Highlights from the ratings report include:

  • The company, on the basis of change in net income from the same quarter one year ago, has significantly underperformed when compared to that of the S&P 500 and the Oil, Gas & Consumable Fuels industry. The net income has significantly decreased by 213.3% when compared to the same quarter one year ago, falling from $284.05 million to -$321.83 million.
  • Return on equity has greatly decreased when compared to its ROE from the same quarter one year prior. This is a signal of major weakness within the corporation. Compared to other companies in the Oil, Gas & Consumable Fuels industry and the overall market, RANGE RESOURCES CORP's return on equity significantly trails that of both the industry average and the S&P 500.
  • The gross profit margin for RANGE RESOURCES CORP is currently lower than what is desirable, coming in at 33.71%. It has decreased significantly from the same period last year. Along with this, the net profit margin of -78.40% is significantly below that of the industry average.

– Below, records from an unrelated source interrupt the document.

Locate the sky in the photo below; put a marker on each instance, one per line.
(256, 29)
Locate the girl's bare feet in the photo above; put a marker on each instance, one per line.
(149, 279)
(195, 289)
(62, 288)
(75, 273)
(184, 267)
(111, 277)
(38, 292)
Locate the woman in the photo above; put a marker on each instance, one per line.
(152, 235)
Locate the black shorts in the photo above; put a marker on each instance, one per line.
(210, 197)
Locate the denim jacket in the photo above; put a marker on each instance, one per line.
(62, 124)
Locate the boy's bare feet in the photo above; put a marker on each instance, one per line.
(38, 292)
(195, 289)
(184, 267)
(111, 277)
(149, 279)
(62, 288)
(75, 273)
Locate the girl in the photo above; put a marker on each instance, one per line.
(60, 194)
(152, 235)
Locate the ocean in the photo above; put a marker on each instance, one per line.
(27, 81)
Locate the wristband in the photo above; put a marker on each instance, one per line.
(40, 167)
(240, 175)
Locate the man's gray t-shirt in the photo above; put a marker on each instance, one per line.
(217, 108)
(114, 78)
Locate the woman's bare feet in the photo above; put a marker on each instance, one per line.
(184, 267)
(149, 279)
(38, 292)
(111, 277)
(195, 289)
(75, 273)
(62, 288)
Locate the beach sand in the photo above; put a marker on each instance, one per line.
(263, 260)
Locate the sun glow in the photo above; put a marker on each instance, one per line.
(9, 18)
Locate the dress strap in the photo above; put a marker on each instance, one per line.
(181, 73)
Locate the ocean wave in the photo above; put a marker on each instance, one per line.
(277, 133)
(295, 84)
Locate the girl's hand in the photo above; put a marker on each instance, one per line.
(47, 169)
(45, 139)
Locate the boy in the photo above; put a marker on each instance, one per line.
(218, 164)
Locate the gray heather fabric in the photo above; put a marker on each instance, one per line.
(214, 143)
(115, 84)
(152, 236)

  • Net operating cash flow has decreased to $168.14 million or 43.80% when compared to the same quarter last year. In conjunction, when comparing current results to the industry average, RANGE RESOURCES CORP has marginally lower results.
  • Despite any intermediate fluctuations, we have only bad news to report on this stock's performance over the last year: it has tumbled by 56.69%, worse than the S&P 500's performance. Consistent with the plunge in the stock price, the company's earnings per share are down 214.88% compared to the year-earlier quarter. Naturally, the overall market trend is bound to be a significant factor. However, in one sense, the stock's sharp decline last year is a positive for future investors, making it cheaper (in proportion to its earnings over the past year) than most other stocks in its industry. But due to other concerns, we feel the stock is still not a good buy right now.